Cataract formation in DMD patients on long-term glucocorticoid therapy

The medical records of Duchenne muscular dystrophy (DMD) patients on long-term glucocorticoid therapy (GC) treatment were reviewed retrospectively to evaluate the development of cataracts or ocular hypertension in patients. The main outcome measures were prevalence of cataracts and ocular hypertension, age of first detection of cataract, time from initial steroid use to first detection of cataract, and relative risk of cataract development for deflazacort versus prednisone treatment. Of 596 DMD patients, 514 underwent GC therapy. The prevalence of cataracts was 22.4% in patients on GC therapy. The mean age at which cataract formation was first documented was 12.9 ± 4.1 years (IQR, 9.6-14.6). The mean time from initial steroid use to the first detection of cataract was 6.5 ± 3.6 years (IQR, 4.0-8.6).
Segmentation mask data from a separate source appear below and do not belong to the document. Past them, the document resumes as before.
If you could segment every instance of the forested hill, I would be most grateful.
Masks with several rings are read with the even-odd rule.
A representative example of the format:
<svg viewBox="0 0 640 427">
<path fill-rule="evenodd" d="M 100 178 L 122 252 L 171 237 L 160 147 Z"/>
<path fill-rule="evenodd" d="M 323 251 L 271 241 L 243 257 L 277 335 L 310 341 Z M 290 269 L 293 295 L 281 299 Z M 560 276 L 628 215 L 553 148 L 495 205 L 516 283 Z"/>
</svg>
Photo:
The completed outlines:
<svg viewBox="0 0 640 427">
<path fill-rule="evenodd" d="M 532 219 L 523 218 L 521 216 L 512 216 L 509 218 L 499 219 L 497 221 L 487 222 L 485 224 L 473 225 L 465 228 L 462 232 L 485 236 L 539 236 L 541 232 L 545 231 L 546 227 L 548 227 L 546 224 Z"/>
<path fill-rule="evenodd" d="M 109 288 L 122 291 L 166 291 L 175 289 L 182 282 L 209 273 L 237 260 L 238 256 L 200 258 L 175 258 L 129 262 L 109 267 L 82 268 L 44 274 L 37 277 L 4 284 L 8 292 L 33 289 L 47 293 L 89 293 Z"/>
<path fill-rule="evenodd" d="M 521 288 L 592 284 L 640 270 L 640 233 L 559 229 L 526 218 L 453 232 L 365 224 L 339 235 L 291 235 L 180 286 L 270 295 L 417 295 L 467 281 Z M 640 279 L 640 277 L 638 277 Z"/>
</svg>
The odds of cataract development were 2.4-fold higher for patients on deflazacort compared with prednisone (95% CI, 1.3-4.5; P = 0.004). Only 7 patients (1.4%) underwent cataract surgery, at a mean age of 16.9 years (range, 10.7-24.6 years); all were on deflazacort. Among patients with available intraocular pressure measurements, ocular hypertension occurred in only 1 patient (1.1%), who was on deflazacort.

Rice ML, Wong B, Horn PS, Yang MB. Cataract development associated with long-term glucocorticoid therapy in Duchenne muscular dystrophy patients. JAAPOS. 2018 Jun;22(3):192-196.